Activists mark gas leaks in Easthampton, citing environmental and safety concerns

  • A group of activists pose at a gas leak tagging event in Easthampton on Sunday.  CONTRIBUTED PHOTO

  •  Activist Connie Dawson poses in front of a sign labeling a nearby reported gas leak in front of Cottage Street Studios in Easthampton. STAFF PHOTO/BERA DUNAU

Staff Writer
Published: 10/2/2019 1:02:36 PM

EASTHAMPTON — A group of activists spent Sunday labeling the sites of reported gas leaks in the city to draw attention to what they consider to be environmental and public safety concerns.

In Massachusetts, gas companies are required to report the sites of gas leaks annually. In 2018, 17 unrepaired leaks were reported in Easthampton.

“They do it at the end of the year,” said Connie Dawson, of Easthampton, who helped organize the event. 

Dawson said Columbia Gas repaired 11 Grade 1 leaks in 2018, leaks that have to be repaired immediately because they represent a safety hazard, according to information the group gleaned from the Home Energy Efficiency Team, a Cambridge-based nonprofit that focuses on energy efficiency. 

On Sunday, each of the 17 reported leaks were labeled with signs, in an event sponsored by Easthampton Climate Action and the Easthampton Democratic Committee.

Dawson expressed concern with the leaks both from a safety perspective and with the methane they leak into the environment. Dawson also said that there may be other leaks.

“It doesn’t include any leaks that may have occurred since then,” she said.

In a statement to the Gazette, Columbia Gas said that the most serious of the leaks identified at the end of 2018 in Easthampton have been repaired, or are in the process of being fixed.

“We are pleased to report that of the 17 leaks in Easthampton identified in the 2018 HEET report, 7 have been closed and 2 are currently being worked on through our infrastructure replacement program,” the company wrote. “The remaining 7 leaks are among the smallest Grade 3 leaks and are continually monitored for assessment if the condition of the leak changes.”

The statement also notes that Columbia Gas worked with other utility companies on a pilot program that monitored methane emissions from Grade 3 leaks.

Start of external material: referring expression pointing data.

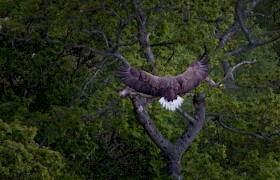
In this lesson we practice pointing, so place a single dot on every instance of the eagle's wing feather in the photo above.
(167, 87)
(139, 80)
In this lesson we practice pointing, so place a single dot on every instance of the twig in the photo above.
(219, 119)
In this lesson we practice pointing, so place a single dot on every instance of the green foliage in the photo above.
(66, 100)
(22, 158)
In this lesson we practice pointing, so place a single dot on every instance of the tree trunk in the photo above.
(172, 152)
(229, 83)
(174, 164)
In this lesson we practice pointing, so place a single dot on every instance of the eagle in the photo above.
(168, 88)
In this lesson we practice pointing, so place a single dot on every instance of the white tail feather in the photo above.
(171, 105)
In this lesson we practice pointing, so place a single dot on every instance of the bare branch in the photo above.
(140, 106)
(127, 91)
(228, 74)
(143, 35)
(240, 16)
(186, 115)
(242, 63)
(219, 119)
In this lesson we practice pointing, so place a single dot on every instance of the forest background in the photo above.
(61, 116)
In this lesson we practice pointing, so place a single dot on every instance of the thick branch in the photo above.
(140, 106)
(193, 129)
(186, 115)
(143, 35)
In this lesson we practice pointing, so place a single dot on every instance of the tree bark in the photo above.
(172, 152)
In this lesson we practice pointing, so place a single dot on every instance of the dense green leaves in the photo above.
(61, 113)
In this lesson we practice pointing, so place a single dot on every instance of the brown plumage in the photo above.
(167, 87)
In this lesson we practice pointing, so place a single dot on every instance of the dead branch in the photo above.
(259, 136)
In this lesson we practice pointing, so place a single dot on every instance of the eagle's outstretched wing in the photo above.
(167, 87)
(139, 80)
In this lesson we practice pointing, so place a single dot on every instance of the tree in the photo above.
(22, 157)
(56, 74)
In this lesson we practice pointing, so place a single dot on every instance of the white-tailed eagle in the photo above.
(167, 87)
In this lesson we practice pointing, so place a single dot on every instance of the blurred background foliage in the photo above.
(61, 115)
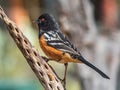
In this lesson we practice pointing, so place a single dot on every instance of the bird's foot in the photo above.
(45, 58)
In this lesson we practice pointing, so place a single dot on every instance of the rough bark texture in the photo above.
(42, 70)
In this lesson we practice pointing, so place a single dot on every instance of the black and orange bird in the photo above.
(57, 47)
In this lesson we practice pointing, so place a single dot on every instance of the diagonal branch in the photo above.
(43, 71)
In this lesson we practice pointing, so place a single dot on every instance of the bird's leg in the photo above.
(64, 79)
(46, 59)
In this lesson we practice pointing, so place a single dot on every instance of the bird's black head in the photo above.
(46, 22)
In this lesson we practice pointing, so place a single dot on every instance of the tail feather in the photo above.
(93, 67)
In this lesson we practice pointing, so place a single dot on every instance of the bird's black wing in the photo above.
(58, 41)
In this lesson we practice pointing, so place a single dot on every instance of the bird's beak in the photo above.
(37, 21)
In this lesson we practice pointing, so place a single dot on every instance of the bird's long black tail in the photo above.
(92, 66)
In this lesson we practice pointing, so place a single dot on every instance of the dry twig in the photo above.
(42, 70)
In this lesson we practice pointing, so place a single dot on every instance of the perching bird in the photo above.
(57, 47)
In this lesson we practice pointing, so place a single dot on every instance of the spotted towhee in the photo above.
(57, 47)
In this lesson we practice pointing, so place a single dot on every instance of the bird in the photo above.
(57, 46)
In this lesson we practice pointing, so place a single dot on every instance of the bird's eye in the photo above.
(42, 20)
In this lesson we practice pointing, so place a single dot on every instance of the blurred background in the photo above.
(92, 25)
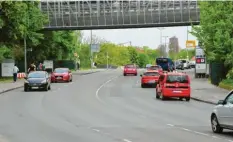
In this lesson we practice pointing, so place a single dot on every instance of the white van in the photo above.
(185, 63)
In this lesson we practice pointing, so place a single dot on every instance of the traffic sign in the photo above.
(190, 43)
(95, 47)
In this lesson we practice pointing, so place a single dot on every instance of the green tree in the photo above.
(215, 30)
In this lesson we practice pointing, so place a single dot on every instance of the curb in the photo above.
(204, 101)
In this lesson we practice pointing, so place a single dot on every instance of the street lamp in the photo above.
(165, 45)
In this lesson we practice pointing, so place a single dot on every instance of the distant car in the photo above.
(156, 68)
(222, 115)
(37, 80)
(179, 65)
(149, 78)
(173, 85)
(166, 64)
(61, 75)
(130, 69)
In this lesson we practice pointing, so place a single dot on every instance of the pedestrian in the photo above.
(15, 72)
(32, 68)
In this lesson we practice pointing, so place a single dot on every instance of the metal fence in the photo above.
(88, 14)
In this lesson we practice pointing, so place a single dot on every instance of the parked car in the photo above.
(61, 75)
(149, 78)
(130, 69)
(173, 85)
(222, 114)
(37, 80)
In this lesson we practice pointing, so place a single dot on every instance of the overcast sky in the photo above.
(143, 36)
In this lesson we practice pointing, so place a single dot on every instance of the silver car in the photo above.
(222, 115)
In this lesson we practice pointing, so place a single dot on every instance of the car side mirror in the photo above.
(221, 102)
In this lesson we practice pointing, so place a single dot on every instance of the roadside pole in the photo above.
(91, 52)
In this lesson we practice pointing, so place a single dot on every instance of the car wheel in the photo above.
(46, 88)
(216, 128)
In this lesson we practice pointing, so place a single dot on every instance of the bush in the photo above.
(226, 84)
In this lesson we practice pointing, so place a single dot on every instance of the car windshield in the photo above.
(36, 75)
(177, 78)
(129, 66)
(61, 70)
(154, 68)
(151, 74)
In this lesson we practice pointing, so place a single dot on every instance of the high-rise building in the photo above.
(173, 44)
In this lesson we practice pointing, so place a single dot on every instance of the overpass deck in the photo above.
(109, 14)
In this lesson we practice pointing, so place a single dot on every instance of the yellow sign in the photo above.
(190, 43)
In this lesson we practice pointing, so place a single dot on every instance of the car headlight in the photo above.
(44, 81)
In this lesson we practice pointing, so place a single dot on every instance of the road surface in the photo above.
(103, 107)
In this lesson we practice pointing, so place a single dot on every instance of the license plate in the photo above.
(34, 87)
(176, 91)
(151, 81)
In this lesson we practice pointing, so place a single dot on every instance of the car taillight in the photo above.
(168, 85)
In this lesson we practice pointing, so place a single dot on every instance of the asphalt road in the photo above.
(103, 107)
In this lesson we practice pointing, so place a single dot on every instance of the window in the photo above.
(229, 99)
(177, 78)
(151, 74)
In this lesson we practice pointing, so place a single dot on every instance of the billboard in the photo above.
(95, 48)
(190, 43)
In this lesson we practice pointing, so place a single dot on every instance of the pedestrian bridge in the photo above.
(114, 14)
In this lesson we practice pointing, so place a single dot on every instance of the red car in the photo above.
(61, 75)
(156, 67)
(149, 78)
(130, 69)
(173, 85)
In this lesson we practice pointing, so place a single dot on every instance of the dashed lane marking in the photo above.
(170, 125)
(96, 130)
(97, 91)
(126, 140)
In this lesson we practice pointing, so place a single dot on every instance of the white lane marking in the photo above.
(97, 91)
(216, 137)
(126, 140)
(200, 133)
(186, 129)
(170, 125)
(142, 116)
(96, 130)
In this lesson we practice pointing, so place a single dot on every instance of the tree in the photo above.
(215, 30)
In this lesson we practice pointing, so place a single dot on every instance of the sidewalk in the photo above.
(203, 91)
(8, 86)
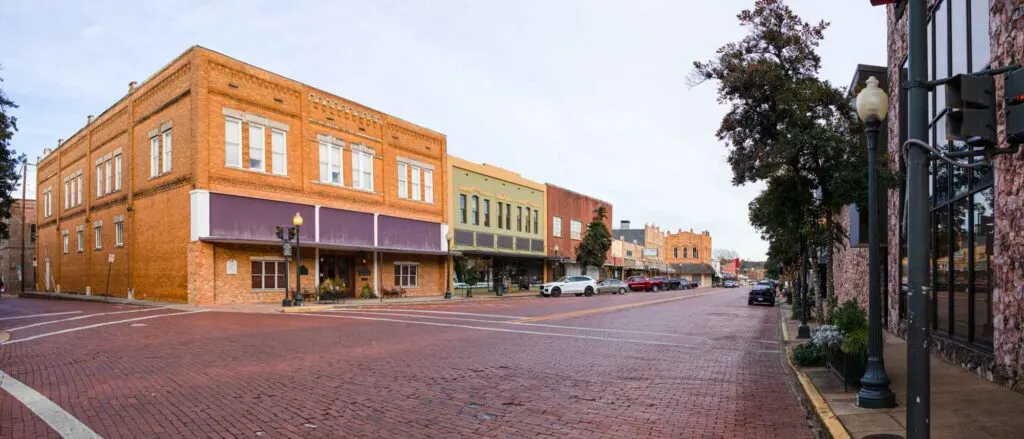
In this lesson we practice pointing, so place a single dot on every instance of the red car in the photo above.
(643, 283)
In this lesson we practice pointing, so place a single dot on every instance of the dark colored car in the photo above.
(669, 283)
(761, 294)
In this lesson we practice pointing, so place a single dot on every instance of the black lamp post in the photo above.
(872, 104)
(448, 263)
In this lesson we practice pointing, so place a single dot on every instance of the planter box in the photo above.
(848, 367)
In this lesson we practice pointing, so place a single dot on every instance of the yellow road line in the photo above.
(828, 419)
(589, 311)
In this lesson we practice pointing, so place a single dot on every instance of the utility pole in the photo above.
(918, 360)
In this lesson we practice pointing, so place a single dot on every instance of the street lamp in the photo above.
(448, 263)
(297, 295)
(872, 104)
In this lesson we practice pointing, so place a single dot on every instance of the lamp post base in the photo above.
(804, 332)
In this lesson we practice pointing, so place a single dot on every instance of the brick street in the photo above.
(705, 365)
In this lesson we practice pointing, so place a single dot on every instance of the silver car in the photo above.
(613, 287)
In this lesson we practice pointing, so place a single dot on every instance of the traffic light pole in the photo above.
(918, 360)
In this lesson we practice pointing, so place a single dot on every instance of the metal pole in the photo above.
(918, 360)
(875, 392)
(297, 295)
(25, 182)
(803, 332)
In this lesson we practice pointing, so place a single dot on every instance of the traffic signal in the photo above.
(971, 110)
(1014, 92)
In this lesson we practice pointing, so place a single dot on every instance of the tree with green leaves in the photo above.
(593, 250)
(788, 129)
(10, 163)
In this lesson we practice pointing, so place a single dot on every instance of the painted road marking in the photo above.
(557, 326)
(61, 422)
(435, 312)
(583, 312)
(48, 314)
(80, 317)
(10, 342)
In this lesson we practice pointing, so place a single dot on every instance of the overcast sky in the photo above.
(586, 94)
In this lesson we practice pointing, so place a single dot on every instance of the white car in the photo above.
(580, 286)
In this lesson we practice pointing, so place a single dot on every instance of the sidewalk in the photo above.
(275, 307)
(964, 405)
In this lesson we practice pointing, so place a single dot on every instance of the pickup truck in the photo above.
(642, 283)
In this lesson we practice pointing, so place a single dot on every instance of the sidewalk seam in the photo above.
(821, 409)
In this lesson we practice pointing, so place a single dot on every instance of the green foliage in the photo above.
(593, 250)
(808, 354)
(849, 317)
(10, 163)
(855, 343)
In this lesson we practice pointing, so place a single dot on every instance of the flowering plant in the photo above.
(828, 337)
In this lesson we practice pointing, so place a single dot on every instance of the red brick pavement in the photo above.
(232, 375)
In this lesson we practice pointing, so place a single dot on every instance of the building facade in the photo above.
(17, 266)
(177, 189)
(500, 225)
(976, 276)
(568, 216)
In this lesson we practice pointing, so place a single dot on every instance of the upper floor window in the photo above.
(462, 208)
(232, 142)
(363, 170)
(279, 151)
(476, 210)
(403, 180)
(330, 163)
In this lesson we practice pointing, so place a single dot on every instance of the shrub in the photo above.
(808, 354)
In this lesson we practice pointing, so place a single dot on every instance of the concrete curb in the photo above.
(821, 409)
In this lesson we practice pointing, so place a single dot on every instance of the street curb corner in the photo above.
(821, 409)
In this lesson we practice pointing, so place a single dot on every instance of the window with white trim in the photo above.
(167, 151)
(406, 275)
(154, 157)
(232, 142)
(257, 147)
(416, 182)
(267, 274)
(117, 172)
(576, 230)
(119, 233)
(331, 164)
(428, 186)
(109, 173)
(402, 180)
(363, 170)
(279, 151)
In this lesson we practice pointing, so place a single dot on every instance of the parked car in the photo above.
(668, 283)
(643, 283)
(613, 287)
(761, 294)
(580, 286)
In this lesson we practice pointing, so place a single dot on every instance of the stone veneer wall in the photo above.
(1005, 364)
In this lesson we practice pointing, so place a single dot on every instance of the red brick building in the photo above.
(181, 182)
(569, 214)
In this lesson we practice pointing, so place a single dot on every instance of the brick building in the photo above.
(11, 267)
(181, 182)
(976, 274)
(569, 214)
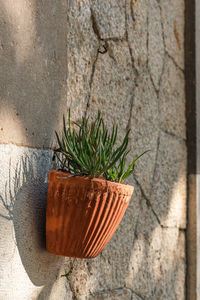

“The results of that program have improved our ability to identify and prioritize leaks for repair,” the statement reads.

Grade 3 leaks are leaks that are considered non-hazardous and “can be reasonably expected” to remain non-hazardous.

Columbia Gas also worked with environmental groups and local leaders to come up with a Department of Public Utilities regulation for repairing Grade 3 leaks that are large emitters of natural gas, according to the company. 

Dawson and fellow activist Stephen Linsky, of Easthampton, said that there needs to be better reporting on gas leaks in the state. 

“We’re in an electronic age,” Linsky said. “It should be posted immediately.”

Dawson said that the Department of Public Utilities should evaluate the leaks, determine a time frame for their repair, and see if the gas companies have repaired them.  

She also said that she would like to see gas companies focus on repairing their existing infrastructure instead of building new pipelines.